Akpınar, muhalefetin bu süreci siyasi malzeme haline getirdiğini ve halkta gereksiz korku yarattığını savundu. “Asıl fayda, bu mücadelede birlik ve sağduyu ile devletin yanında durmaktır” diyen Akpınar, güvenlik politikalarının sorumsuz bir silahlanma değil, toplumun huzuru için alınmış denetimli ve ihtiyaç temelli tedbirler olduğunu ifade etti.
Demokrat Parti olarak çağrıda bulunan Akpınar, “Bu hassas süreçte halkımızın güvenliği için alınan tedbirleri siyasi polemiklere kurban etmeyelim” diyerek açıklamasını tamamladı.
“Silahlanmayı Benimsemiyorum” Diyen Akpınar, Silah Dağıtımını Savunuyor
Akpınar, bireysel silahlanmayı benimsemediğini söylese de, hükümetin verdiği tabanca izinlerini savunarak bu çelişkiyi açıklamakta zorlanıyor. Güvenlik gerekçesiyle silah dağıtımını meşru göstermek, kamuoyunda “kontrollü silahlanma” algısı yaratıyor. Oysa uzmanlar, bireysel silahlanmanın şiddeti artırdığına ve toplumsal huzuru tehdit ettiğine dikkat çekiyor.
Güvenlik Zinciri mi, Güvensizlik Göstergesi mi?
Akpınar’ın açıklamasında, iş insanları ve yatırımcılara yönelik tehditler karşısında özel koruma ihtiyacından söz ediliyor. Ancak bu durum, devletin güvenlik mekanizmalarının yetersiz kaldığı izlenimini doğuruyor. Kolluk kuvvetlerinin varlığına rağmen bireylere silah verilmesi, kamu güvenliğinin bireysel inisiyatiflere bırakıldığı bir tabloyu işaret ediyor.
İstihbarat Raporlarıyla Meşrulaştırılan İzinler Ne Kadar Şeffaf?

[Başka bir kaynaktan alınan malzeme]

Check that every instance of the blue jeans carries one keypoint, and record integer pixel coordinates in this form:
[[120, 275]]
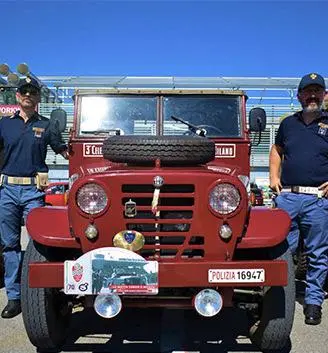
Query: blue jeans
[[309, 216], [16, 201]]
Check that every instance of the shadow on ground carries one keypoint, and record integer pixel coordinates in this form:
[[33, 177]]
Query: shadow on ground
[[159, 330]]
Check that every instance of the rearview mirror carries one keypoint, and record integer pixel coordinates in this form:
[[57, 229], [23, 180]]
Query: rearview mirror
[[257, 119], [59, 117]]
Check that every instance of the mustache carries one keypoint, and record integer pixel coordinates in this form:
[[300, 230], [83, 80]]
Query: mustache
[[312, 100]]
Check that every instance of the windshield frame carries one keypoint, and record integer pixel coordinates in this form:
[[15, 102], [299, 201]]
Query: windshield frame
[[159, 95]]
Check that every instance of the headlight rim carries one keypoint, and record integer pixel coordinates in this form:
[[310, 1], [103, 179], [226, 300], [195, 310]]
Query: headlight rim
[[225, 215], [98, 183]]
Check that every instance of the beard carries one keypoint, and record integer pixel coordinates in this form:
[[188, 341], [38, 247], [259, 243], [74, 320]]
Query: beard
[[312, 107]]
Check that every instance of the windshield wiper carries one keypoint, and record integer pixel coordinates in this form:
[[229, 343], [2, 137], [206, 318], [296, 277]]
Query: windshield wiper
[[193, 128], [98, 132]]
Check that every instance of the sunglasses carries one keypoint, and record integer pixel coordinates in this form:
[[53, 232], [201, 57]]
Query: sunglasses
[[33, 91]]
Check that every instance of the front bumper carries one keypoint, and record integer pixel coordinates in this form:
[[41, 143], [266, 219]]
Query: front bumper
[[171, 275]]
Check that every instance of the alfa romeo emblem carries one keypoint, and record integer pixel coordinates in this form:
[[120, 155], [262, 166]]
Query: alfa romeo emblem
[[129, 236], [158, 181], [129, 239], [130, 209], [77, 272]]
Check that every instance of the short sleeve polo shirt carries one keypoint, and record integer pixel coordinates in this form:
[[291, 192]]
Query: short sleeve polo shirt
[[25, 144], [305, 150]]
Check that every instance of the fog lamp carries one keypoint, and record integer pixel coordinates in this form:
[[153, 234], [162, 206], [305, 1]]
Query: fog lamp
[[107, 306], [91, 232], [208, 302], [225, 232]]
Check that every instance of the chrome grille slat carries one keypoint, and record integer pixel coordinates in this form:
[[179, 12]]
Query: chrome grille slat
[[169, 235]]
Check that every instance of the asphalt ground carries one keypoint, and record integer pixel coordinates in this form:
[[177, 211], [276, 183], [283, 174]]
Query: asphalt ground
[[141, 331]]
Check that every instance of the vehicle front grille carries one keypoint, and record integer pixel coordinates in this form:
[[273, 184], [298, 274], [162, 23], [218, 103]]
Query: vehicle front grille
[[168, 234]]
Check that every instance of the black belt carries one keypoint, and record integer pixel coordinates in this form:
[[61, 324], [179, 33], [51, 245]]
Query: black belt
[[298, 189]]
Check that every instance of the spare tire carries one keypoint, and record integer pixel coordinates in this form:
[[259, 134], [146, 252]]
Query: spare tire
[[172, 150]]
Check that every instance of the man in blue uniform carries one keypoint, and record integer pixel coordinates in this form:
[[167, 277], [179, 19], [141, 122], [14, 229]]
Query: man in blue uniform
[[25, 137], [299, 174]]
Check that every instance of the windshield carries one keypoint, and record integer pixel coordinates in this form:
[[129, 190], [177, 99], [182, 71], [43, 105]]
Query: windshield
[[219, 116], [139, 115], [129, 115]]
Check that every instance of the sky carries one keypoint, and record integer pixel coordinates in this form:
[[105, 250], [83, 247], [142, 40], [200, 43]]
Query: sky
[[166, 38]]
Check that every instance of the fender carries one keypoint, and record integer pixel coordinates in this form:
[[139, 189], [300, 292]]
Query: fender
[[50, 226], [267, 227]]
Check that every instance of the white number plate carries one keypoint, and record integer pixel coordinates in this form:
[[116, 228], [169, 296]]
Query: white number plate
[[256, 275]]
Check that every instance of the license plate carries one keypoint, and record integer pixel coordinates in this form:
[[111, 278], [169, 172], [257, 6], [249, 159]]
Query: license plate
[[256, 275], [111, 270]]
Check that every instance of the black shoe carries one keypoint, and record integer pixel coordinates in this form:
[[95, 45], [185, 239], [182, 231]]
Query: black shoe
[[12, 309], [312, 314]]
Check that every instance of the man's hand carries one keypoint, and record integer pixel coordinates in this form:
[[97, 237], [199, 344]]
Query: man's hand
[[275, 184], [324, 188], [65, 154]]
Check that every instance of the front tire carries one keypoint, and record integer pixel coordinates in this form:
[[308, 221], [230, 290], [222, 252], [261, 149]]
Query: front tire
[[272, 330], [46, 313]]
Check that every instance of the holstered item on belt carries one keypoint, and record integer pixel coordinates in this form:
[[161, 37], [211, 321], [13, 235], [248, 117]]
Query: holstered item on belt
[[42, 180], [6, 179], [309, 190]]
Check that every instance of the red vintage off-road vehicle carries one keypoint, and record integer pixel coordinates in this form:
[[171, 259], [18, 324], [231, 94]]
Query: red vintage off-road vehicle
[[158, 214]]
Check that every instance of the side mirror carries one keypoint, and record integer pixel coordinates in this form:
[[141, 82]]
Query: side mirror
[[257, 119], [59, 117]]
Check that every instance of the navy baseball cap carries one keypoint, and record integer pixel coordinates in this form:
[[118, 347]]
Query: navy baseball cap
[[311, 79], [28, 81]]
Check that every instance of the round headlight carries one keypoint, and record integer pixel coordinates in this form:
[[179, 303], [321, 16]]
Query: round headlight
[[91, 198], [224, 198]]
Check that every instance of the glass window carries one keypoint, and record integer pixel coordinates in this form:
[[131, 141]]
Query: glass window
[[219, 116], [130, 115]]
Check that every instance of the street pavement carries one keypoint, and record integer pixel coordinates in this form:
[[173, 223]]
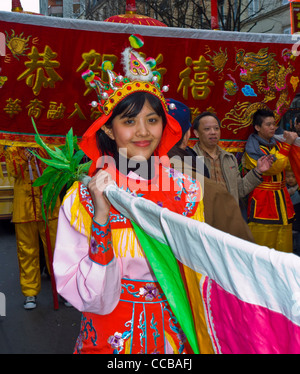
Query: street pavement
[[39, 331]]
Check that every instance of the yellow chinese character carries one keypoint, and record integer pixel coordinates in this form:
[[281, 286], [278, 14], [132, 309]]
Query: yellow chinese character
[[200, 82], [78, 112], [35, 108], [12, 107], [55, 111], [40, 70]]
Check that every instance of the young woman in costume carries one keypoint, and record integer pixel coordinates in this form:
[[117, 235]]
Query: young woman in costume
[[99, 264]]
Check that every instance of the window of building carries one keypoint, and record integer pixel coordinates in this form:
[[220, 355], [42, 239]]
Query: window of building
[[253, 7]]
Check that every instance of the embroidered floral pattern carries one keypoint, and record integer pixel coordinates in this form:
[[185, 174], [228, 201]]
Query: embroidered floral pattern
[[87, 332], [117, 340], [149, 292]]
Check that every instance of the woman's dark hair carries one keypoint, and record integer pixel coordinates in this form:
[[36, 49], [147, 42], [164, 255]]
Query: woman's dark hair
[[204, 114], [130, 107]]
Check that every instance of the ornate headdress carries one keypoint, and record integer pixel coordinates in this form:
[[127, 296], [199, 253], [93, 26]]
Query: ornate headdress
[[139, 76]]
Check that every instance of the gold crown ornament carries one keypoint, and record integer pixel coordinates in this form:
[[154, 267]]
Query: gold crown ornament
[[139, 76]]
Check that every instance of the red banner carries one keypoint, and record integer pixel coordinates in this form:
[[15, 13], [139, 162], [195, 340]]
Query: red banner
[[232, 74], [295, 17]]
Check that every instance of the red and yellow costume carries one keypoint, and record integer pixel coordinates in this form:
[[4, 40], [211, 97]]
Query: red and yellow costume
[[270, 210]]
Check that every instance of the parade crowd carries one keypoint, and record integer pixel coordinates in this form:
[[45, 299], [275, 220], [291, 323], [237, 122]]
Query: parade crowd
[[98, 263]]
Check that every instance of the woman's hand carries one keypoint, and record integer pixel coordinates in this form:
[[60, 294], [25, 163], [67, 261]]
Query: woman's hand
[[96, 187]]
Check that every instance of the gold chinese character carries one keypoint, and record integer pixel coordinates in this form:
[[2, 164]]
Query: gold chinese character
[[55, 111], [13, 107], [40, 70], [200, 82], [35, 108]]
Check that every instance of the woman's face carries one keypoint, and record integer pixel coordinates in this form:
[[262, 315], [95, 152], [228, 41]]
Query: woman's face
[[137, 137]]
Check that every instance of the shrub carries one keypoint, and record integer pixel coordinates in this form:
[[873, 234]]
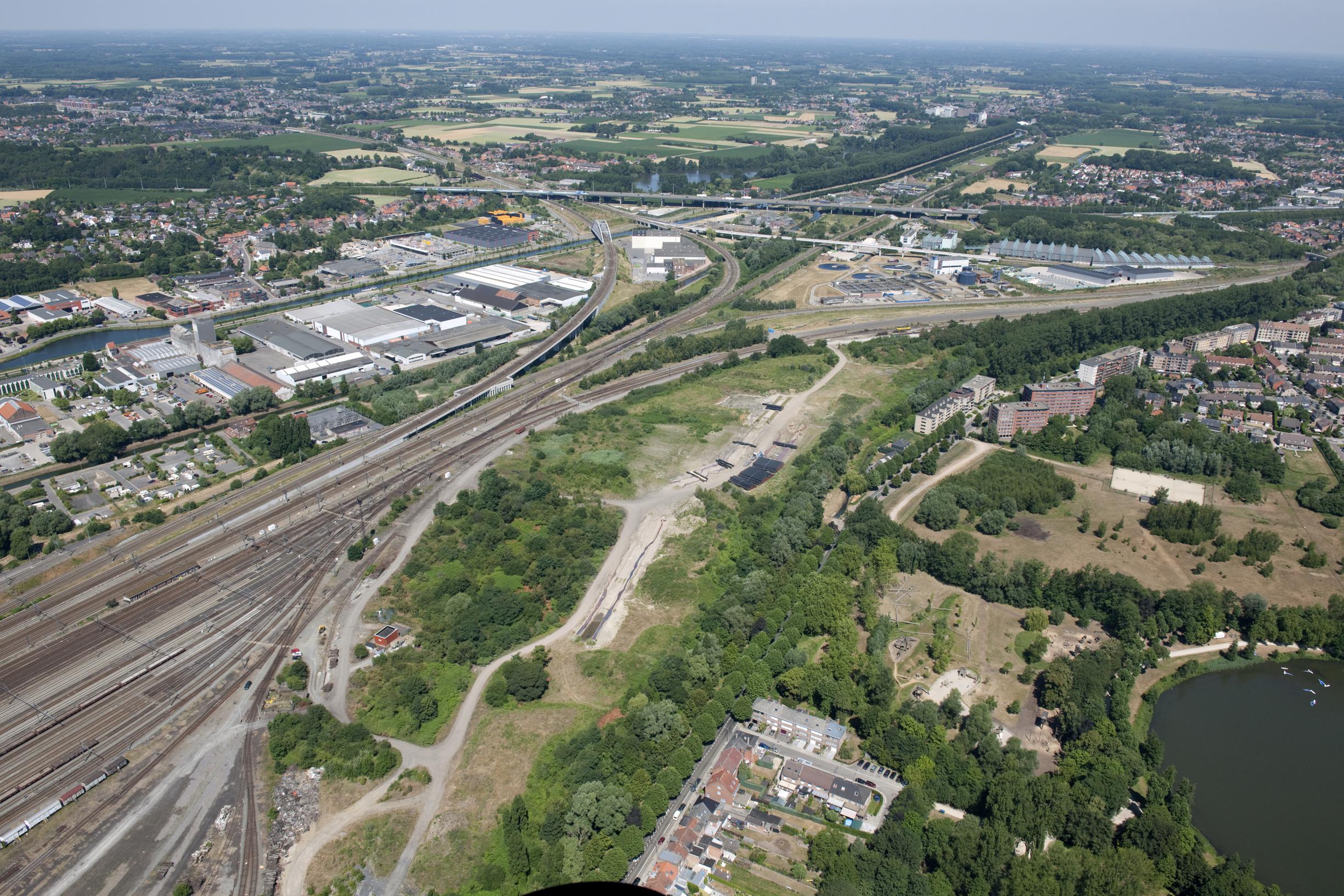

Tabanca izinlerinin “istihbarat analizleri ve risk değerlendirmeleri” doğrultusunda verildiği belirtiliyor. Ancak bu süreçlerin kamuoyuyla paylaşılmaması, kararların ne kadar objektif ve denetlenebilir olduğu konusunda soru işaretleri yaratıyor. Sayın Başbakan’ın “izinlerin büyük bölümü polis mensuplarına yöneliktir” açıklaması da eleştirilere açık; zira polis zaten görev gereği silah taşıma yetkisine sahiptir.
Muhalefeti Suçlamak Çözüm mü?
Akpınar, muhalefetin tepkisini “manipülatif” ve “gereksiz korku yaratmak” olarak nitelendiriyor. Ancak kamuoyunun silahlanma konusundaki endişeleri, sadece siyasi polemik değil, toplumsal güvenlik açısından ciddi bir uyarıdır. Gerçek güvenlik, bireylerin silahlanmasıyla değil; adalet, eğitim ve güçlü kurumlarla sağlanır.